Ma mère m’a dit qu’il ne fallait jamais « demander, » les enfants doivent attendre qu’on les serve.
J’attends ! mais M. Laurier ne s’occupe plus de moi — il m’a lâché, et il mange, la tête dans un journal. Je fais des petits bruits de fourchette, et je heurte mes dents comme une tête mécanique. Ce cliquetis à la Galopeau, à la Fattet, le décide enfin à jeter un regard, à couler un œil par-dessous Le Censeur de Lyon, mais il voit encore de la carpe dans mon assiette, avec beaucoup de sauce.
J’ai le cœur qui se soulève, de manger cela sans pain, mais je n’ose pas en demander !
Du pain, du pain !
J’ai les mains comme un allumeur de réverbères, je n’ose pas m’essuyer trop souvent à la serviette.

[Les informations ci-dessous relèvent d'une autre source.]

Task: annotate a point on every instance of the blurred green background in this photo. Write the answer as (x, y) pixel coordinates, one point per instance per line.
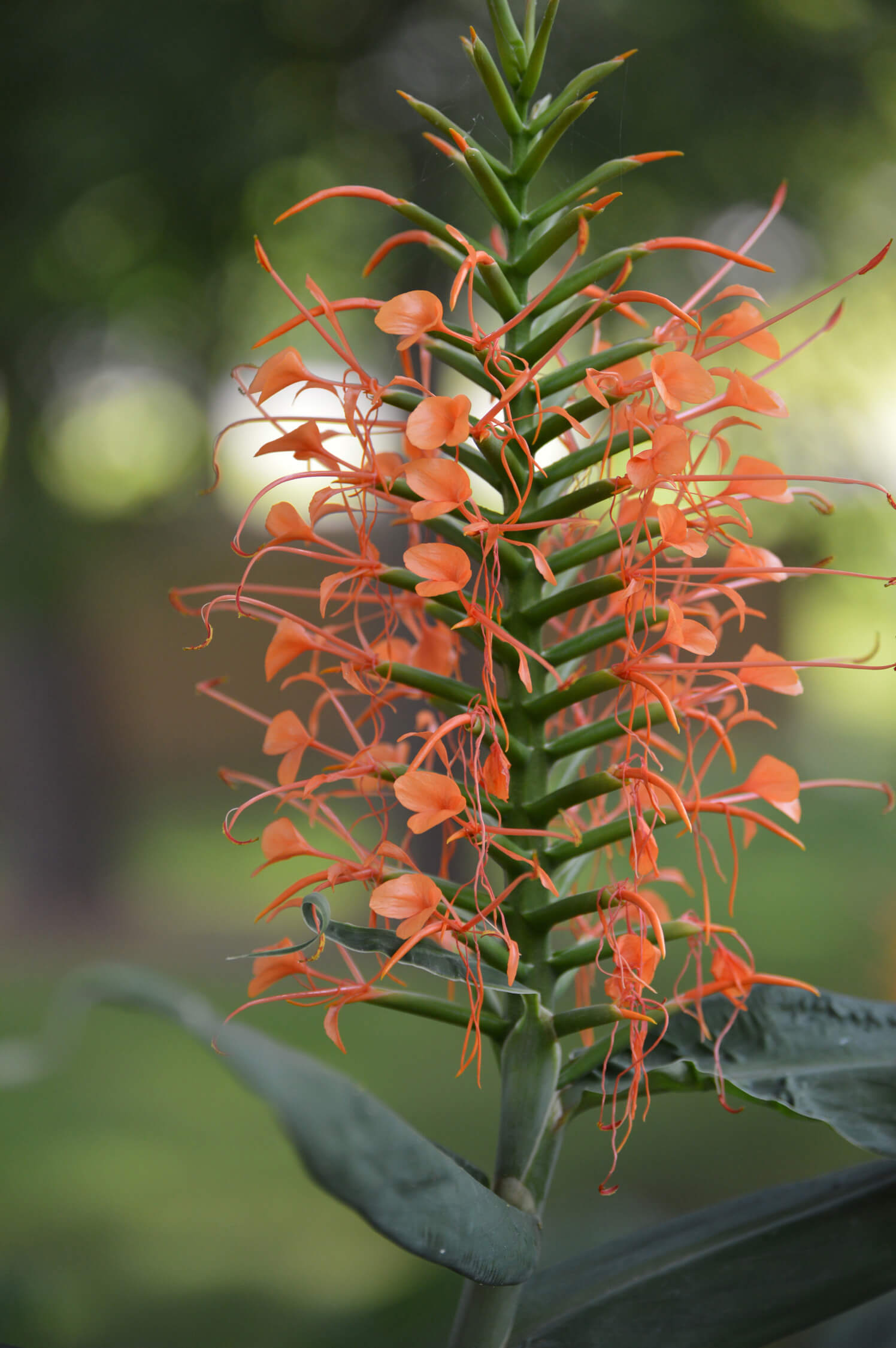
(147, 1200)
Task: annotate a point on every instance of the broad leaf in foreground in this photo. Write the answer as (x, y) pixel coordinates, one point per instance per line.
(352, 1145)
(738, 1274)
(829, 1057)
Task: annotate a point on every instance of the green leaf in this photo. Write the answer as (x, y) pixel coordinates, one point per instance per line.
(425, 955)
(830, 1059)
(351, 1144)
(735, 1276)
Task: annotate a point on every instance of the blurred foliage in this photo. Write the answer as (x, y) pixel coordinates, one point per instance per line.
(147, 1199)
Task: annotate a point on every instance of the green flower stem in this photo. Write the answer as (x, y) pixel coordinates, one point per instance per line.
(576, 371)
(574, 793)
(601, 635)
(604, 836)
(574, 89)
(543, 146)
(495, 87)
(584, 1063)
(438, 119)
(547, 915)
(573, 503)
(579, 554)
(557, 425)
(546, 246)
(538, 50)
(588, 276)
(474, 463)
(547, 705)
(606, 173)
(607, 730)
(449, 689)
(585, 1018)
(511, 47)
(492, 189)
(435, 1009)
(452, 529)
(584, 459)
(465, 363)
(577, 596)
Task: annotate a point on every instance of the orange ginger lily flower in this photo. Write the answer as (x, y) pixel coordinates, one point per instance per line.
(747, 392)
(444, 567)
(778, 784)
(440, 421)
(692, 637)
(764, 669)
(681, 379)
(443, 484)
(437, 650)
(496, 773)
(282, 840)
(643, 853)
(667, 455)
(676, 531)
(414, 898)
(286, 525)
(635, 959)
(751, 556)
(732, 969)
(278, 373)
(768, 484)
(274, 967)
(410, 316)
(289, 640)
(305, 441)
(738, 321)
(286, 735)
(434, 797)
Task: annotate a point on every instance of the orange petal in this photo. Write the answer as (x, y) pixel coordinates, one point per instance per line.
(410, 316)
(747, 554)
(673, 526)
(407, 897)
(286, 525)
(692, 637)
(444, 567)
(273, 968)
(778, 784)
(496, 773)
(284, 734)
(282, 839)
(440, 421)
(738, 321)
(744, 391)
(770, 483)
(681, 379)
(441, 483)
(278, 373)
(287, 642)
(644, 851)
(780, 677)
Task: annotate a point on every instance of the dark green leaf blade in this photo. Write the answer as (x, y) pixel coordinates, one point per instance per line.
(738, 1274)
(830, 1059)
(351, 1144)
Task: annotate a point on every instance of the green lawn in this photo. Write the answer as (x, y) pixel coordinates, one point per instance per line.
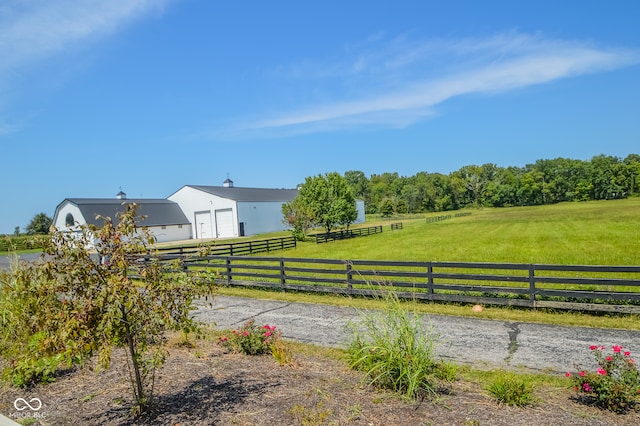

« On a l’air d’avoir les doigts trop sales, m’a dit ma mère, et cela ferait mauvais effet de voir une serviette toute tachée quand on desservira la table. »
Je m’essuie sur mon pantalon par derrière, — geste qui déconcerte l’économe quand il le surprend du coin de l’œil. — Il ne sait que penser !
« Ça te démange ?
— Non, M’sieu !
— Pourquoi te grattes-tu ?
— Je ne sais pas. »
Cette insouciance, ces réponses de rêveur et ce fatalisme mystique, finissent, je le vois bien, par lui
inspirer une insurmontable répulsion.
« Tu as fini ton poisson ?
— Oui, M’sieu ! »
M. Laurier m’ôte mon assiette et m’en glisse une autre avec du ris de veau et de la sauce aux
champignons.
« Mange, voyons, ne te gêne pas, mange à ta faim. »
Ah ! puisque le maître de la maison me le recommande ! et je me jette sur le ris de veau.
Pas de pain ! pas de pain !
Le veau et le poisson se rencontrent dans mon estomac sur une mer de sauce et se livrent un combat
acharné.
Il me semble que j’ai un navire dans l’intérieur, un navire de beurre qui fond, et j’ai la bouche comme si j’avais mangé un pot de pommade à six sous la livre !
Le dîner est fini : il était temps ! M. Laurier me renvoie, non sans mettre son binocle pour regarder les dessins dont j’ai tigré mon pantalon bleu ; le repas finit en queue de léopard.
QUESTIONS :
- Pourquoi l’enfant refuse-t-il d’abord de manger alors qu’il a faim ?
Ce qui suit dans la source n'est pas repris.